I don't have any os installed on the desktop in question, 

so i can't install that

i looked online:
http://ark.intel.com/products/79049/Intel-Pentium-Processor-N3520-2M-Cache-up-to-2_42-GHz

It says it supports this:
Intel® Virtualization Technology (VT-x) ‡

so it does support it?, so it must be the motherboard?


----------



## multi-tasker-X (Aug 27, 2017)

ok i made a mistake, the m5800 does not have the the :  Intel Pentium CPU N3520


It has a:
Intel Core 2 Quad Q8200 @ 2.33Ghz 

and in the specs it says:
Intel® Turbo Boost Technology ‡ No
Intel® Hyper-Threading Technology ‡ No
Intel® Virtualization Technology (VT-x) ‡ No

http://ark.intel.com/products/36547/Intel-Core2-Quad-Processor-Q8200-4M-Cache-2_33-GHz-1333-MHz-FSB


so its the processor that does not support vt-x, although the motherboard may not too, but it doesn't matter now, 
so sad! waste of a good computer, 

problem solved!


----------



## beers (Aug 27, 2017)

You can still use virtualization on cpus that don't have those extensions, it will just perform to a lesser degree.

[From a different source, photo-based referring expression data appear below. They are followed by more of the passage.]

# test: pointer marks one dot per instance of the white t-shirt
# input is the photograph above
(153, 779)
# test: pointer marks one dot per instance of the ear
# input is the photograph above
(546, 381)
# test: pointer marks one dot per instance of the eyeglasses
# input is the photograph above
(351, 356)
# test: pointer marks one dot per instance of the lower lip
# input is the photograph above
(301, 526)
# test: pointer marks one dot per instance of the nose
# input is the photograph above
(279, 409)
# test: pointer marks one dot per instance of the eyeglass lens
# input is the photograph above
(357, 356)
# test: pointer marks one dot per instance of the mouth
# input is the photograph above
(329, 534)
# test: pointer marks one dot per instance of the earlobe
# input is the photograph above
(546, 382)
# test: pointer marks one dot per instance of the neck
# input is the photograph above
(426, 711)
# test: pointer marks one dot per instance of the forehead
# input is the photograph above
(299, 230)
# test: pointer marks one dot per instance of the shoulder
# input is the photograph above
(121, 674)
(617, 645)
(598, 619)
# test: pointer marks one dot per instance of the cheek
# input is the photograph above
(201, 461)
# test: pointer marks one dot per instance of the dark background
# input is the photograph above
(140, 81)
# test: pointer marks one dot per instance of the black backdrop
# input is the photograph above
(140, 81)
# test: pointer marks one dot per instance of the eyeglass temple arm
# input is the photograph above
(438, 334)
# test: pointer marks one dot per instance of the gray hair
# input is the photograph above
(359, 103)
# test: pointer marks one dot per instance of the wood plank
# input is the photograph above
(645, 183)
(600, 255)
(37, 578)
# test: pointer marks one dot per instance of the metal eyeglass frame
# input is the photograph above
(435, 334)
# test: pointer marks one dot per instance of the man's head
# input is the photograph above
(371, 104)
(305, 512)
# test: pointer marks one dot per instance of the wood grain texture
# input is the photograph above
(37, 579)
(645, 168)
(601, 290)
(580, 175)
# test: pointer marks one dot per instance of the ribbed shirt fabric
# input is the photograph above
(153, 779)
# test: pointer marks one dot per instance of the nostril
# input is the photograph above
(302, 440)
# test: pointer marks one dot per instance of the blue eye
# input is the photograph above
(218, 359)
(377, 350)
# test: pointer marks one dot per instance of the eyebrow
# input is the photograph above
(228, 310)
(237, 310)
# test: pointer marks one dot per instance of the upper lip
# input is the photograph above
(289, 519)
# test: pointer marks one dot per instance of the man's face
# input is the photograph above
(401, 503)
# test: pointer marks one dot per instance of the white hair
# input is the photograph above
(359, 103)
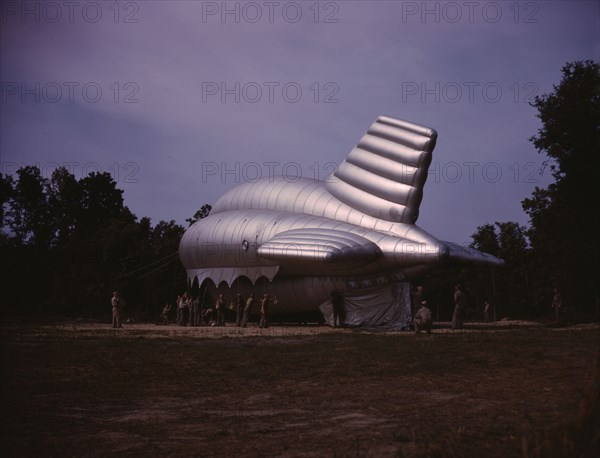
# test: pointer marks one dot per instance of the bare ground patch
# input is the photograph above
(146, 390)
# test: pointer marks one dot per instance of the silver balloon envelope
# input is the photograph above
(301, 239)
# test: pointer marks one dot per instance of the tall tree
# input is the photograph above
(565, 215)
(29, 213)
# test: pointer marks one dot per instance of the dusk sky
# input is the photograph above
(182, 100)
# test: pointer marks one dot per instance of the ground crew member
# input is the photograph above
(423, 319)
(459, 308)
(117, 303)
(264, 311)
(247, 309)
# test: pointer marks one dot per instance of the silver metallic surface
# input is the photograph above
(355, 232)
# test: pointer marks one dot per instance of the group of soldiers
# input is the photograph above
(423, 318)
(191, 311)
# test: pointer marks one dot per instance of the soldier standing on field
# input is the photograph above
(459, 307)
(239, 310)
(117, 304)
(264, 311)
(247, 309)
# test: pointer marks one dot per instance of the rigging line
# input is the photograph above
(157, 269)
(149, 265)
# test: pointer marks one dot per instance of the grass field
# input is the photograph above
(88, 390)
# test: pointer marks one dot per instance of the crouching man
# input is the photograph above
(422, 320)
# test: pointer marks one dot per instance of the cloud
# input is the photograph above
(207, 89)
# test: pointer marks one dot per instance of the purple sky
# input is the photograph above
(466, 69)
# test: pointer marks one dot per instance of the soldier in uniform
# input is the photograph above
(247, 310)
(556, 304)
(264, 311)
(220, 309)
(165, 313)
(416, 299)
(117, 303)
(423, 319)
(486, 311)
(339, 312)
(239, 310)
(459, 307)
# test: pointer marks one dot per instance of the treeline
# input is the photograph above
(559, 247)
(66, 244)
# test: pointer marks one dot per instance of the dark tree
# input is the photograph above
(565, 216)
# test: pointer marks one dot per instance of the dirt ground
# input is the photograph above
(498, 390)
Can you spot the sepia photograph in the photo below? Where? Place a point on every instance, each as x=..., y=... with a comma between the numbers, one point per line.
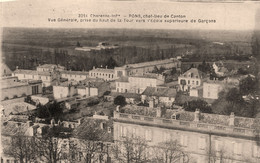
x=130, y=81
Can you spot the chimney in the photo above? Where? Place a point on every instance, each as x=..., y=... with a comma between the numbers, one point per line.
x=79, y=121
x=118, y=108
x=59, y=122
x=29, y=123
x=102, y=124
x=232, y=119
x=197, y=115
x=159, y=112
x=151, y=103
x=52, y=122
x=88, y=88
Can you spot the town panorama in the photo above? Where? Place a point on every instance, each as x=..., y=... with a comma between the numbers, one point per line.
x=129, y=95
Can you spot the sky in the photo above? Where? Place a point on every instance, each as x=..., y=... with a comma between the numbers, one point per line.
x=35, y=13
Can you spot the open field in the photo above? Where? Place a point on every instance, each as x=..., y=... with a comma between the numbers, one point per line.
x=28, y=47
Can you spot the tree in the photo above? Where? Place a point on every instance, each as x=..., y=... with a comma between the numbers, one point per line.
x=120, y=100
x=78, y=44
x=248, y=85
x=49, y=146
x=155, y=70
x=111, y=63
x=130, y=149
x=233, y=96
x=42, y=111
x=168, y=152
x=90, y=137
x=173, y=71
x=23, y=148
x=197, y=104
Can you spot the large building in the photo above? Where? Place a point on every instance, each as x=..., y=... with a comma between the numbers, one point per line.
x=202, y=137
x=50, y=68
x=11, y=88
x=83, y=88
x=48, y=73
x=102, y=73
x=138, y=83
x=74, y=75
x=5, y=70
x=159, y=95
x=192, y=78
x=145, y=67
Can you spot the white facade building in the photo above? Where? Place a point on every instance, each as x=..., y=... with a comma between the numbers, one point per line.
x=192, y=78
x=102, y=73
x=138, y=83
x=145, y=67
x=74, y=75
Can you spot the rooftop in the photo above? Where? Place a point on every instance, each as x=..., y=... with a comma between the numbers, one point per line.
x=102, y=70
x=126, y=95
x=160, y=92
x=122, y=79
x=9, y=84
x=17, y=107
x=151, y=63
x=194, y=73
x=148, y=75
x=243, y=122
x=75, y=72
x=50, y=66
x=32, y=72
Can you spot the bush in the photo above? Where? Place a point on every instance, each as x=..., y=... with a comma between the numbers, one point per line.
x=120, y=100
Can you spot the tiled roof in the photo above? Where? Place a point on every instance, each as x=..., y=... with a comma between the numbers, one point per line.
x=123, y=79
x=160, y=92
x=152, y=63
x=244, y=122
x=196, y=73
x=13, y=128
x=17, y=107
x=93, y=125
x=148, y=75
x=75, y=72
x=32, y=72
x=50, y=66
x=102, y=70
x=126, y=95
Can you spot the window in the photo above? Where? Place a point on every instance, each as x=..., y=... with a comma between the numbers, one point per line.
x=184, y=140
x=217, y=145
x=35, y=90
x=202, y=143
x=256, y=151
x=148, y=135
x=166, y=136
x=134, y=133
x=237, y=148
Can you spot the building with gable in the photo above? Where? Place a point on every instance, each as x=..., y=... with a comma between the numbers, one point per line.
x=192, y=78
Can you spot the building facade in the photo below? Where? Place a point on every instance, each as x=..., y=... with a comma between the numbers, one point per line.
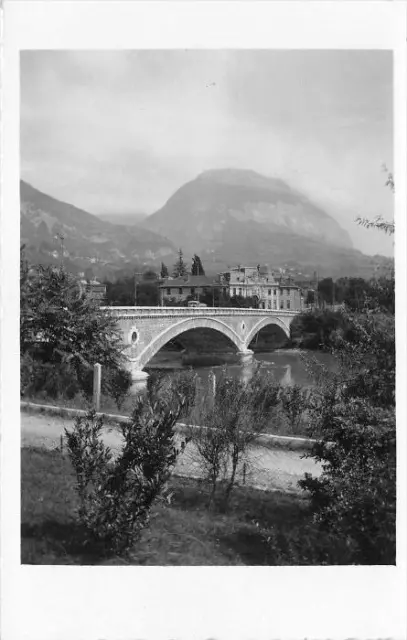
x=186, y=288
x=260, y=283
x=268, y=290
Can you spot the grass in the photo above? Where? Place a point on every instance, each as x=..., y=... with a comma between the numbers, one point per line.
x=80, y=401
x=184, y=532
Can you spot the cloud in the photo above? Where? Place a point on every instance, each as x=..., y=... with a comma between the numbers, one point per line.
x=121, y=131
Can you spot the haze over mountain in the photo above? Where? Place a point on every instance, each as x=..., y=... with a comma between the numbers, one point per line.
x=88, y=240
x=232, y=216
x=129, y=219
x=226, y=216
x=120, y=131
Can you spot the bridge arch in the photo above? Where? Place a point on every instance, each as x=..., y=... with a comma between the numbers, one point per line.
x=185, y=325
x=265, y=322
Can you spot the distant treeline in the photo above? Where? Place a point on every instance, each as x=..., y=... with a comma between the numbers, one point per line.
x=354, y=292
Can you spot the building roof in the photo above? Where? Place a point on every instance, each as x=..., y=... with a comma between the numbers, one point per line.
x=188, y=281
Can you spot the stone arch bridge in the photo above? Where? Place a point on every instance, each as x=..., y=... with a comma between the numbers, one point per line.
x=147, y=329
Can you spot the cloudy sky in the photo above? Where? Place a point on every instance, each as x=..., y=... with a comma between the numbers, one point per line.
x=121, y=131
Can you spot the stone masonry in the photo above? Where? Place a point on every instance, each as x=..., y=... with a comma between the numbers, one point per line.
x=147, y=329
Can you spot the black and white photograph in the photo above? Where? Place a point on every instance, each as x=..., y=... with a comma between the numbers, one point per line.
x=207, y=308
x=207, y=257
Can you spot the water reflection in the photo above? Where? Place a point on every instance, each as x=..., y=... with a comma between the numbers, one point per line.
x=286, y=366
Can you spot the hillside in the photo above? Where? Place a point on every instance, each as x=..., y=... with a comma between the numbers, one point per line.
x=89, y=242
x=233, y=216
x=128, y=219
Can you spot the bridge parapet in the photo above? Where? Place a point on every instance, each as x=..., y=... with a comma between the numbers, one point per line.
x=147, y=329
x=197, y=312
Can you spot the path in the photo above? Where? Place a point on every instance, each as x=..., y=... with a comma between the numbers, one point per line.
x=273, y=469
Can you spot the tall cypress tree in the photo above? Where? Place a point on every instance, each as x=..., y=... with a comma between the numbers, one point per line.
x=180, y=268
x=197, y=268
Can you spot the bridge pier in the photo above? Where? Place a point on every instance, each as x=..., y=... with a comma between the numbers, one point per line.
x=138, y=378
x=245, y=355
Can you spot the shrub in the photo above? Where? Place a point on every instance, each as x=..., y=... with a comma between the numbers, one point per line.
x=352, y=415
x=117, y=493
x=116, y=383
x=356, y=494
x=231, y=419
x=294, y=402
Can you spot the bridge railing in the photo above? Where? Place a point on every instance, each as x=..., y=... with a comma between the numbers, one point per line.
x=198, y=311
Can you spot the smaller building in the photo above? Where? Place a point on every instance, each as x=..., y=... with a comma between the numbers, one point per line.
x=94, y=290
x=271, y=291
x=186, y=287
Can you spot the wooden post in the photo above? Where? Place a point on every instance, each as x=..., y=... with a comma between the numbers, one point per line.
x=97, y=379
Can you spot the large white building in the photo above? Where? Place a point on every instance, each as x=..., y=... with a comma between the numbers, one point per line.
x=271, y=291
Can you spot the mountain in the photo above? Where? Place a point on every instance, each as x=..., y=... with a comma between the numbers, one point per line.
x=128, y=219
x=231, y=216
x=88, y=241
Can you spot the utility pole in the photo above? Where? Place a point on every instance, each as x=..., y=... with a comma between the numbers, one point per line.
x=61, y=239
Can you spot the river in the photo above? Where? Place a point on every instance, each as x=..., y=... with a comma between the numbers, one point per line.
x=286, y=365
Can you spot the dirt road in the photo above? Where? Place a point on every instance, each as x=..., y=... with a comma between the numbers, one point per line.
x=273, y=469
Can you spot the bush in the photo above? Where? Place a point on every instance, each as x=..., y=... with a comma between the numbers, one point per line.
x=356, y=495
x=294, y=403
x=117, y=493
x=232, y=416
x=116, y=383
x=352, y=415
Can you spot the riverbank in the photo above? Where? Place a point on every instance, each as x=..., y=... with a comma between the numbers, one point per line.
x=272, y=467
x=259, y=527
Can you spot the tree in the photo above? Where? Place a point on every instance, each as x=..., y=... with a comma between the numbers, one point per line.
x=64, y=329
x=116, y=493
x=326, y=290
x=180, y=268
x=379, y=222
x=197, y=268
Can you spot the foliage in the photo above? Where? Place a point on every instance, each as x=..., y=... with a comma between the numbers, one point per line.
x=356, y=494
x=356, y=293
x=352, y=415
x=116, y=383
x=61, y=326
x=234, y=414
x=120, y=293
x=180, y=268
x=314, y=329
x=125, y=292
x=379, y=222
x=117, y=493
x=197, y=268
x=294, y=403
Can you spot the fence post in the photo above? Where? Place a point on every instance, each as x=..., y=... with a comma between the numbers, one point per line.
x=97, y=378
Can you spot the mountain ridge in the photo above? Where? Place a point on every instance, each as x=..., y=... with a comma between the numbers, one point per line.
x=223, y=196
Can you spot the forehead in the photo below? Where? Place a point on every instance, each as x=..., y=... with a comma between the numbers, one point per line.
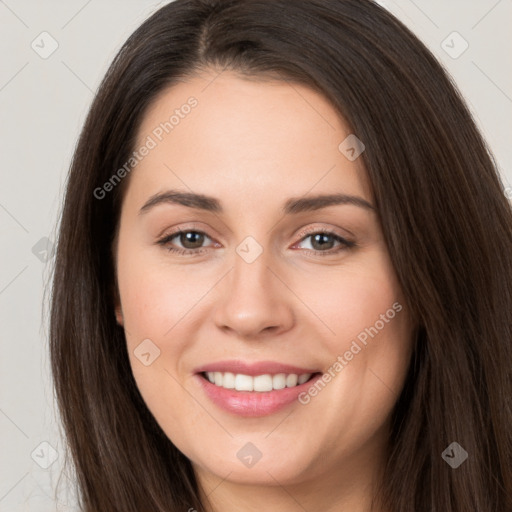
x=247, y=138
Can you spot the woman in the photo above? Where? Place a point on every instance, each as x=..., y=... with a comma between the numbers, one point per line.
x=283, y=277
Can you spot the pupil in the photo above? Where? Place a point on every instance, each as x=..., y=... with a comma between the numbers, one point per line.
x=192, y=238
x=321, y=239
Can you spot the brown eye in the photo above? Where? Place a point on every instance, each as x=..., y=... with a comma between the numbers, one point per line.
x=324, y=242
x=185, y=242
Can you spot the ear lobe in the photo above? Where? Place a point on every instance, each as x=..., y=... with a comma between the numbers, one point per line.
x=119, y=315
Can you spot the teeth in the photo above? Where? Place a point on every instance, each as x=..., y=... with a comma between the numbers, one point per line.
x=259, y=383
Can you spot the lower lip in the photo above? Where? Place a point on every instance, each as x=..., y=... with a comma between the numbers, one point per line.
x=253, y=403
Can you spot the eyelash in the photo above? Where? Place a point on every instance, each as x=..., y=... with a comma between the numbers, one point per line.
x=345, y=244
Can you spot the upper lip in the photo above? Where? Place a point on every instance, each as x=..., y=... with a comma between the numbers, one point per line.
x=252, y=368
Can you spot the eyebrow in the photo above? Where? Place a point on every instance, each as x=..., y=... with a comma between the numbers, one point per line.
x=291, y=206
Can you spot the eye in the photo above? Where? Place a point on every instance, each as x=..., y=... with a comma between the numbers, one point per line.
x=190, y=241
x=322, y=242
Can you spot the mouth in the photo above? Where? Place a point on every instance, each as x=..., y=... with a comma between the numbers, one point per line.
x=254, y=395
x=258, y=383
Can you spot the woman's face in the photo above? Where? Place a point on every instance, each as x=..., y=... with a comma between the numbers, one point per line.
x=269, y=282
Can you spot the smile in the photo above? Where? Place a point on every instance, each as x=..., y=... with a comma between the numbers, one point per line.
x=258, y=383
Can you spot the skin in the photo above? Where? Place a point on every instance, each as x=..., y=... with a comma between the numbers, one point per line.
x=253, y=144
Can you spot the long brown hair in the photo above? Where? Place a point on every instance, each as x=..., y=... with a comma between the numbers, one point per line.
x=444, y=215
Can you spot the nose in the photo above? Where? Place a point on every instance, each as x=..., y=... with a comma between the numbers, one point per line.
x=254, y=301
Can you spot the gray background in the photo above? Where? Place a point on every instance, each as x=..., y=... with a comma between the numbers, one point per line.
x=43, y=103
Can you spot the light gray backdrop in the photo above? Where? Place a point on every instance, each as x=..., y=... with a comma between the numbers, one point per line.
x=54, y=54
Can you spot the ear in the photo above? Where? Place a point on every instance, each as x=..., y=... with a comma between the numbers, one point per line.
x=119, y=314
x=117, y=306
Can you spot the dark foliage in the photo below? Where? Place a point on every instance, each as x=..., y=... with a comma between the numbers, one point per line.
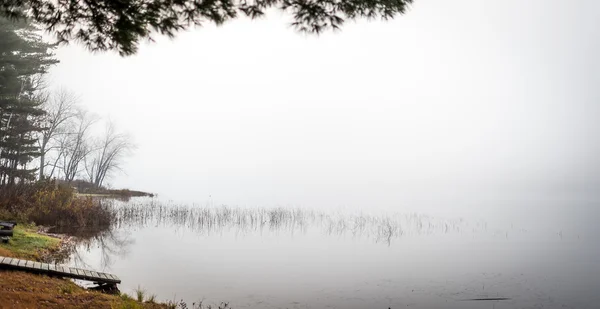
x=46, y=203
x=120, y=24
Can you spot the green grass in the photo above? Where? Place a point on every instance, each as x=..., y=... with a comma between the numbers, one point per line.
x=27, y=244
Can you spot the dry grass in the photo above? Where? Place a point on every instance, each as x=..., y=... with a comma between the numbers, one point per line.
x=23, y=290
x=27, y=244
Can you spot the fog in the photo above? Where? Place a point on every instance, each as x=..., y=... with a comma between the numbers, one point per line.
x=457, y=105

You might have to find older versions of the software that don't force you to have virtualization extensions.  VM products like VMware and QEMU were definitely around before those CPU instruction sets were implemented.


----------



## Jiniix (Aug 31, 2017)

I've run VirtualBox on a Q6600 + G31M-S2L (low end motherboard) before. As beers say, it will just perform a bit worse.


----------



## multi-tasker-X (Aug 31, 2017)

but the difference is, your Q6600 supports vt-x and mine processor doesn't


----------



## beers (Sep 1, 2017)

I've run VMware on a T5500 Merom that doesn't have those extensions.


----------



## Jiniix (Sep 1, 2017)

Fair point, should've mentioned it was stuck on a modded BIOS for E5450 Xeon support and VT-x isn't enabled, ironically


----------



## multi-tasker-X (Sep 1, 2017)

I haven't tried vmware,  its not free, 

i am using virtualbox


----------



## beers (Sep 2, 2017)

VMware player is free, although just allows you one concurrent vm.


----------



## multi-tasker-X (Sep 2, 2017)

that's great, 

i will give it a shot, i only need 1 vm(a centos server vm)


----------



## strollin (Sep 2, 2017)

VMWare Workstation Player is free for non-commercial use and allows multiple concurrent VMs.  The limitation is the cpu and RAM of the host system that determines how many concurrent VMs can be run.


----------